A stunning animation revealed that the continents that we see today were nowhere near the same a billion years ago
PUBLISHED JUL 13, 2024
Representative Cover Image Source: Pexels| Pixabay
Representative Cover Image Source: Pexels| Pixabay

The world is rapidly evolving, not just in abstract terms but also geographically. The past several decades have seen mind-blowing changes on this planet. An animation from Earth Byte, an eGeoscience collaboration between several Australian Universities, marvelously displays what Earth has come to since a billion years ago. The focus of the appearance and change was on the tectonic plates that form the continents and markings on the globe. Interestingly, the tectonic plates "grow as fast as fingernails,” per Science Alert.

Representative Image Source: Pexels| Porapak Apichodilok
Representative Image Source: Pexels| Porapak Apichodilok

The video explained how these rapid changes have led to a complete physical shift in the appearance of the Earth. The rapid movement of the plates on the surface of the planet also brings other significant changes. The tectonic plate movement is usually due to the interaction of slabs of rocks under the surface and their movement. This can completely reconstruct the environment, climate and other factors of an area.

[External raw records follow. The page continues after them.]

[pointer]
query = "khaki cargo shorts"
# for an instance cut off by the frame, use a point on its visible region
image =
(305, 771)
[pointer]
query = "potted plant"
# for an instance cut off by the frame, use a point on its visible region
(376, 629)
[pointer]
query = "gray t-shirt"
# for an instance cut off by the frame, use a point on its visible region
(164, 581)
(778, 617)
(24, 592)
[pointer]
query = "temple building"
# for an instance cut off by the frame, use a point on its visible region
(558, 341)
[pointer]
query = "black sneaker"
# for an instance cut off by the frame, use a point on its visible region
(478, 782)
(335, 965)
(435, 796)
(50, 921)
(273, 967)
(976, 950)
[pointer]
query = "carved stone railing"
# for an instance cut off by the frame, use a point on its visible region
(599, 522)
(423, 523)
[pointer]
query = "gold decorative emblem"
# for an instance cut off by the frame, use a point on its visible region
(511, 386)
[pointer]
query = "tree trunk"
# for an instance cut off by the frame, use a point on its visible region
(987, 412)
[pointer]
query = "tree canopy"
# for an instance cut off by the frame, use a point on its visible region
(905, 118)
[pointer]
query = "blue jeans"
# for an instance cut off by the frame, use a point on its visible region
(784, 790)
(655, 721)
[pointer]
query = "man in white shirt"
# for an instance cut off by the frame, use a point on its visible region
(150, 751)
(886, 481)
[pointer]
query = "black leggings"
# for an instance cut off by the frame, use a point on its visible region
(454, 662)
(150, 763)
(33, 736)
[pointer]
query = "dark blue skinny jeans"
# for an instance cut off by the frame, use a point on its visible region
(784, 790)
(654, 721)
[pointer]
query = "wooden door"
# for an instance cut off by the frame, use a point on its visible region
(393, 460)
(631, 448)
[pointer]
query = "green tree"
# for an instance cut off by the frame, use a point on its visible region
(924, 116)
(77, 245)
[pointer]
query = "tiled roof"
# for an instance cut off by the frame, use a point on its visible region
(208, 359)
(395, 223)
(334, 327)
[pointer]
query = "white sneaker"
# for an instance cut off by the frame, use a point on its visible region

Geoscientist Michael Tetley revealed in an interview with EuroNews in 2021 that the model for the shift of the plates in 1 billion years was created for the first time and offered a spectacular visual of gradual change.

Representative Image Source: Pexels| Curioso Photography
Representative Image Source: Pexels| Curioso Photography

He explained that the Earth is super dynamic and said, “On a human timescale, things move in centimeters per year, but as we can see from the animation, the continents have been everywhere in time. A place like Antarctica, which we see as a cold, icy and inhospitable place today, was once quite a nice holiday destination at the equator." The added cause of these shifts could be radioactive heat and processes reforming the structures. The former causes plates to shift, creating water basins and other water bodies.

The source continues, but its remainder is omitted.